Re: [PATCH 1/2] mm/madvise: allow process_madvise operations on entire memory range

From: Suren Baghdasaryan
Date: Mon Nov 30 2020 - 14:02:27 EST


On Wed, Nov 25, 2020 at 3:43 PM Minchan Kim <minchan@xxxxxxxxxx> wrote:
>
> On Wed, Nov 25, 2020 at 03:23:40PM -0800, Suren Baghdasaryan wrote:
> > On Wed, Nov 25, 2020 at 3:13 PM Minchan Kim <minchan@xxxxxxxxxx> wrote:
> > >
> > > On Mon, Nov 23, 2020 at 09:39:42PM -0800, Suren Baghdasaryan wrote:
> > > > process_madvise requires a vector of address ranges to be provided for
> > > > its operations.
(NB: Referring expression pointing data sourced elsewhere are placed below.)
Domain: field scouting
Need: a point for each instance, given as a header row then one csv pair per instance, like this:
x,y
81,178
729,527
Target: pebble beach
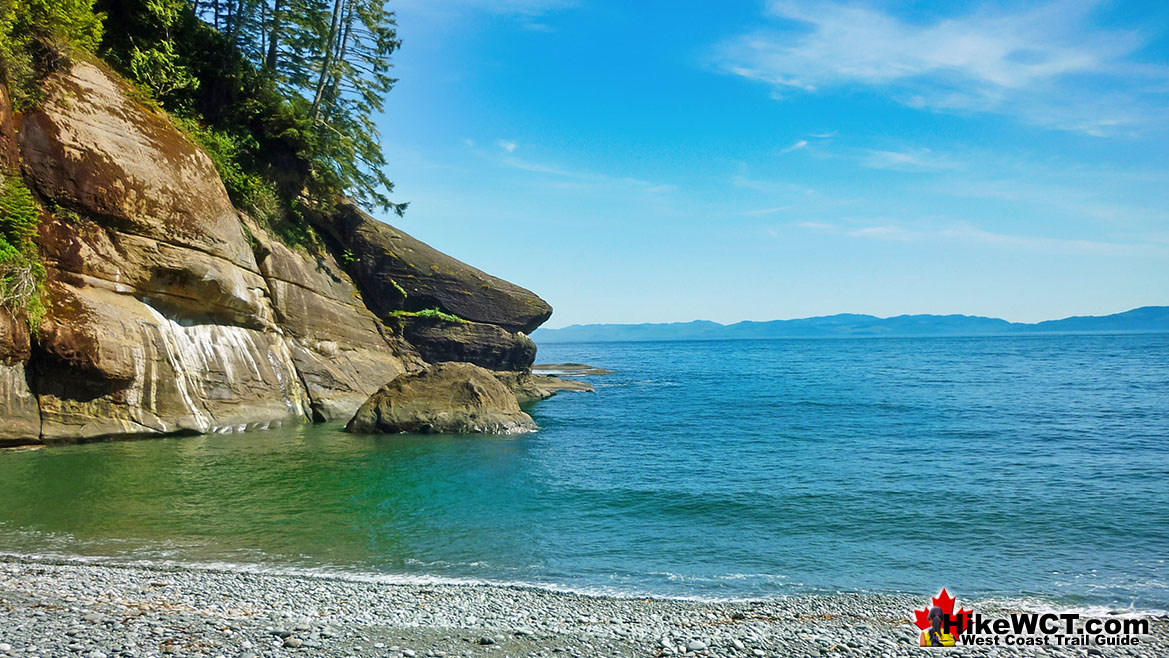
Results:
x,y
52,608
When an advice should be applied to the entire process,
> > > > the caller process has to obtain the list of VMAs of the target process
> > > > by reading the /proc/pid/maps or some other way. The cost of this
> > > > operation grows linearly with increasing number of VMAs in the target
> > > > process. Even constructing the input vector can be non-trivial when
> > > > target process has several thousands of VMAs and the syscall is being
> > > > issued during high memory pressure period when new allocations for such
> > > > a vector would only worsen the situation.
> > > > In the case when advice is being applied to the entire memory space of
> > > > the target process, this creates an extra overhead.
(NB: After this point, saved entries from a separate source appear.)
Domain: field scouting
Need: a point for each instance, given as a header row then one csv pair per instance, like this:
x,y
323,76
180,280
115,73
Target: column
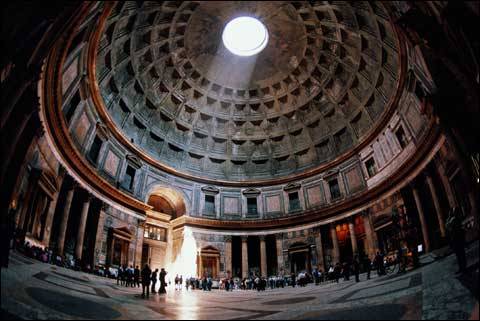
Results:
x,y
63,223
280,263
446,185
99,257
421,216
81,228
217,275
200,264
319,247
228,256
244,257
438,207
139,243
263,256
336,249
49,220
370,237
353,237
> > > > Add PMADV_FLAG_RANGE flag for process_madvise enabling the caller to
> > > > advise a memory range of the target process. For now, to keep it simple,
> > > > only the entire process memory range is supported, vec and vlen inputs
> > > > in this mode are ignored and can be NULL and 0.
> > > > Instead of returning the number of bytes that advice was successfully
> > > > applied to, the syscall in this mode returns 0 on success. This is due
> > > > to the fact that the number of bytes would not be useful for the caller
> > > > that does not know the amount of memory the call is supposed to affect.
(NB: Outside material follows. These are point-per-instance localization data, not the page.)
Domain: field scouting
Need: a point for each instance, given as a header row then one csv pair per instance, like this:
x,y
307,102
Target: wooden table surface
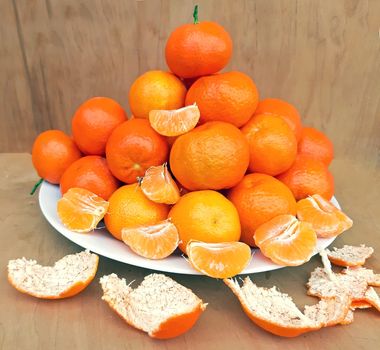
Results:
x,y
86,322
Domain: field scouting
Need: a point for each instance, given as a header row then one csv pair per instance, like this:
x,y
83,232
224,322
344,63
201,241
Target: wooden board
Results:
x,y
86,322
323,56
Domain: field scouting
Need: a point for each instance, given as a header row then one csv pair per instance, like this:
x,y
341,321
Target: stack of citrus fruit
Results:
x,y
202,164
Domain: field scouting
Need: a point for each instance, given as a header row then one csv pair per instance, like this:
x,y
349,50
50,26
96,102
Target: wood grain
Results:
x,y
323,56
85,322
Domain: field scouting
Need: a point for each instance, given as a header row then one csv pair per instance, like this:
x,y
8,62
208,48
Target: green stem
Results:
x,y
195,15
37,184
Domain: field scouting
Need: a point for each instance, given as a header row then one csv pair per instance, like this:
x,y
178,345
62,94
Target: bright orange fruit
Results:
x,y
283,109
156,90
228,97
259,198
315,144
326,219
218,260
159,186
272,144
286,241
152,241
214,156
174,122
81,210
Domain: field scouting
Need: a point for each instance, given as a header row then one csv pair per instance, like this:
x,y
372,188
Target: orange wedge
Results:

> > > > Besides, the ssize_t return type can be too small to hold the number of
> > > > bytes affected when the operation is applied to a large memory range.
> > >
> > > Can we just use one element in iovec to indicate entire address rather
> > > than using up the reserved flags?
> > >
> > > struct iovec {
> > > .iov_base = NULL,
> > > .iov_len = (~(size_t)0),
> > > };
> > >
> > > Furthermore, it would be applied for other syscalls where have support
> > > iovec if we agree on it.
> > >
> >
> > The flag also changes the return value semantics. If we follow your
> > suggestion we should also agree that in this mode the return value
> > will be 0 on success and negative otherwise instead of the number of
> > bytes madvise was applied to.
>
> Well, return value will depends on the each API. If the operation is
> desruptive, it should return the right size affected by the API but
> would be okay with 0 or error, otherwise.

I'm fine with dropping the flag, I just thought with the flag it would
be more explicit that this is a special mode operating on ranges. This
way the patch also becomes simpler.
Andrew, Michal, Christian, what do you think about such API? Should I
change the API this way / keep the flag / change it in some other way?